ChatGPT creator OpenAI is stealing “vast amounts” of personal information to train its artificial intelligence models in a heedless hunt for profits, a group of anonymous individuals claimed in a lawsuit seeking class action status.
OpenAI has violated privacy laws by secretly scraping 300
billion words from the internet, tapping “books, articles, websites and posts —
including personal information obtained without consent,” according to the
sprawling, 157-page lawsuit. It doesn't shy from sweeping language, accusing
the company of risking “civilizational collapse.”
The plaintiffs are described by their occupations or
interests but identified only by initials for fear of a backlash against them,
the Clarkson Law Firm said in the suit, filed Wednesday in federal court in San
Francisco. They cite $3 billion in
potential damages, based on a category of harmed individuals they estimate to
be in the millions.
A different approach: Theft
“Despite established protocols for the purchase and use of
personal information, Defendants took a different approach: theft,” they
allege. The company's popular chatbot program ChatGPT and other products are
trained on private information taken from what the plaintiffs described as hundreds
of millions of internet users, including children, without their permission.

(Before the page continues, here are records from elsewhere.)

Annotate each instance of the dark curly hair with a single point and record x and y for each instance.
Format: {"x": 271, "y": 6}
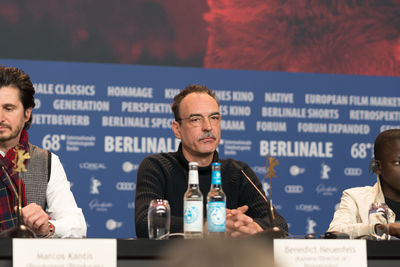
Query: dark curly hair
{"x": 384, "y": 139}
{"x": 11, "y": 76}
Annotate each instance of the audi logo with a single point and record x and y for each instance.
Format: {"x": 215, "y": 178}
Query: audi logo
{"x": 126, "y": 186}
{"x": 294, "y": 189}
{"x": 352, "y": 171}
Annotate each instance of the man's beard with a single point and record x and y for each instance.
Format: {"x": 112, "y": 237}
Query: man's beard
{"x": 13, "y": 134}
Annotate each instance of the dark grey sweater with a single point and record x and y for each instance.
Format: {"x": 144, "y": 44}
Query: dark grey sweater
{"x": 165, "y": 176}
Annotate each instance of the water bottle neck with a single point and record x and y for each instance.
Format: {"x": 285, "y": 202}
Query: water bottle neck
{"x": 216, "y": 178}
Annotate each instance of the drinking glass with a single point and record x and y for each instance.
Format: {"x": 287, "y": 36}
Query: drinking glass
{"x": 378, "y": 214}
{"x": 159, "y": 219}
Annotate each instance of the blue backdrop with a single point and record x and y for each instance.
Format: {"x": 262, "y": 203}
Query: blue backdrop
{"x": 103, "y": 119}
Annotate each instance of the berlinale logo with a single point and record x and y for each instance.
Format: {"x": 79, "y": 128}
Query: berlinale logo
{"x": 125, "y": 186}
{"x": 352, "y": 171}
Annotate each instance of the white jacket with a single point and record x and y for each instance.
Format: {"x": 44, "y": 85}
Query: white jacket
{"x": 352, "y": 215}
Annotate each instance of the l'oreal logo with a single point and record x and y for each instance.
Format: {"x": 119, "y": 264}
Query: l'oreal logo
{"x": 294, "y": 189}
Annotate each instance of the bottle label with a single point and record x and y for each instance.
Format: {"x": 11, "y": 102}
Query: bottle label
{"x": 193, "y": 216}
{"x": 193, "y": 177}
{"x": 216, "y": 177}
{"x": 216, "y": 216}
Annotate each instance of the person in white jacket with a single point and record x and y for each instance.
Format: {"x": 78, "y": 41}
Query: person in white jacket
{"x": 352, "y": 215}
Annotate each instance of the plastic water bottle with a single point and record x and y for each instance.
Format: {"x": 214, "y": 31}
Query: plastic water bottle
{"x": 193, "y": 205}
{"x": 216, "y": 204}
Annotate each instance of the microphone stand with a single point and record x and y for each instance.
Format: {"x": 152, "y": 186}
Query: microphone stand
{"x": 20, "y": 230}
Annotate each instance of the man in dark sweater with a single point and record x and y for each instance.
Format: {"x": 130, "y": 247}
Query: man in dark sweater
{"x": 165, "y": 175}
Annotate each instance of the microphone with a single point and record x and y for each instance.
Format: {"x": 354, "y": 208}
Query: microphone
{"x": 275, "y": 231}
{"x": 20, "y": 230}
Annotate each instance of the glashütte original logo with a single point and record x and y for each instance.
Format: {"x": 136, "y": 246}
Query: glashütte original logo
{"x": 128, "y": 167}
{"x": 92, "y": 166}
{"x": 126, "y": 186}
{"x": 307, "y": 207}
{"x": 295, "y": 170}
{"x": 112, "y": 224}
{"x": 98, "y": 205}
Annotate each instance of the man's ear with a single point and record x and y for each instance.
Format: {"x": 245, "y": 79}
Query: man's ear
{"x": 28, "y": 113}
{"x": 176, "y": 128}
{"x": 374, "y": 167}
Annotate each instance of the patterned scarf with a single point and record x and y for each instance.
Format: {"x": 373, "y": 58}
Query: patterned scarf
{"x": 14, "y": 161}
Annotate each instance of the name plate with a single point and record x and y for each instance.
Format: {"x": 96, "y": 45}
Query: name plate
{"x": 320, "y": 252}
{"x": 64, "y": 252}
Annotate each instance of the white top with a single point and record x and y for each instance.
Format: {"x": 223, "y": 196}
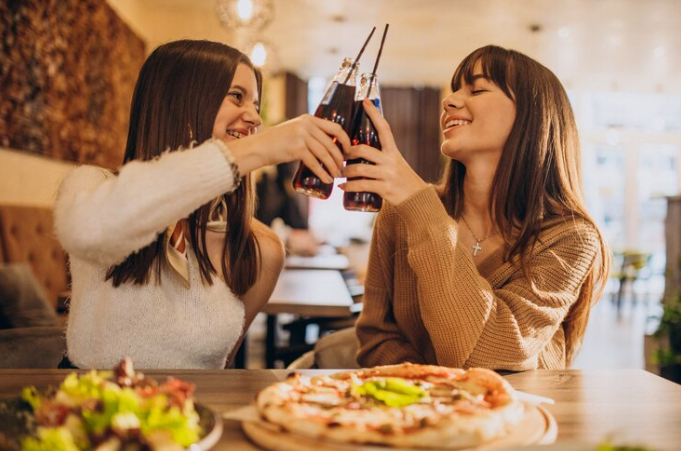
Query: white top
{"x": 100, "y": 219}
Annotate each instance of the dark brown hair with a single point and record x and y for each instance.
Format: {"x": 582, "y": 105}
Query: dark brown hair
{"x": 538, "y": 177}
{"x": 177, "y": 97}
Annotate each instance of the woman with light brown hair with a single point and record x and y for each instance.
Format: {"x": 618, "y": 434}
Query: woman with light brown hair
{"x": 499, "y": 266}
{"x": 168, "y": 265}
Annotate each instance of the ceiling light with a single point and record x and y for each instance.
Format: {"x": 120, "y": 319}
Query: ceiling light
{"x": 251, "y": 14}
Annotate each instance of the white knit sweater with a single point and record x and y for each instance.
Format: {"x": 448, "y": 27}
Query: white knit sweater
{"x": 100, "y": 219}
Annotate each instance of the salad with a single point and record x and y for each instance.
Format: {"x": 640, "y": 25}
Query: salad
{"x": 111, "y": 411}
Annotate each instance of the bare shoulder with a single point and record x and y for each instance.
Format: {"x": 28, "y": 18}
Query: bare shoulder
{"x": 271, "y": 248}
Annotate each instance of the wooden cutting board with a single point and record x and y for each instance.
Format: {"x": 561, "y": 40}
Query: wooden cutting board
{"x": 538, "y": 427}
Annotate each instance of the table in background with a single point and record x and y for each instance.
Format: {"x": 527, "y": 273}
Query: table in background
{"x": 336, "y": 262}
{"x": 630, "y": 406}
{"x": 312, "y": 293}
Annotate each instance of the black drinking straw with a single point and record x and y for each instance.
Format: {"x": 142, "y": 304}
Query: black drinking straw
{"x": 359, "y": 55}
{"x": 378, "y": 58}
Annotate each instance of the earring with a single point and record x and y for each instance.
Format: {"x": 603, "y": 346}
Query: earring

Microsoft, which plans to invest a reported $13 billion in
OpenAI, was also named as a defendant.
A spokesperson for OpenAI didn't immediately respond to a
call or email seeking comment on the lawsuit. A spokesperson for Microsoft
didn't respond right away to an email.
ChatGPT and other generative AI applications have stirred
intense interest in the technology's promise but also sparked a firestorm over
privacy and misinformation. Congress is debating the potential and dangers of
AI as the products raise questions about the future of creative industries and
the ability to tell fact from fiction. OpenAI Chief Executive Officer Sam
Altman himself, in testimony on Capitol Hill last month, called for AI
regulation. But the lawsuit focuses on how OpenAI got the guts of its products
to begin with.
Secret scraping
OpenAI, which is at the forefront of the burgeoning
industry, is accused in the suit of conducting an enormous clandestine
web-scraping operation, violating terms of service agreements and state and
federal privacy and property laws. One of the laws cited is the Computer Fraud
and Abuse Act, a federal anti-hacking statute that has been invoked in scraping
disputes before. The suit also includes claims of invasion of privacy, larceny,
unjust enrichment and violations of the Electronic Communications Privacy Act.
Misappropriating personal data on a vast scale to win an “AI
arms race,” OpenAI illegally accesses private information from individuals'
interactions with its products and from applications that have integrated
ChatGPT, the plaintiffs claim. Such integrations allow the company to gather
image and location data from Snapchat, music preferences on Spotify, financial
information from Stripe and private conversations on Slack and Microsoft Teams,
according to the suit.
Chasing profits, OpenAI abandoned its original principle of
advancing artificial intelligence “in the way that is most likely to benefit
humanity as a whole,” the plaintiffs allege. The suit puts ChatGPT's expected
revenue for 2023 at $200 million.
While seeking to represent the massive class of allegedly
harmed individuals, and requesting monetary damages to be determined at trial,
the plaintiffs are also asking the court to temporarily freeze commercial
access to and further development of OpenAI's products. © Bloomberg L.P.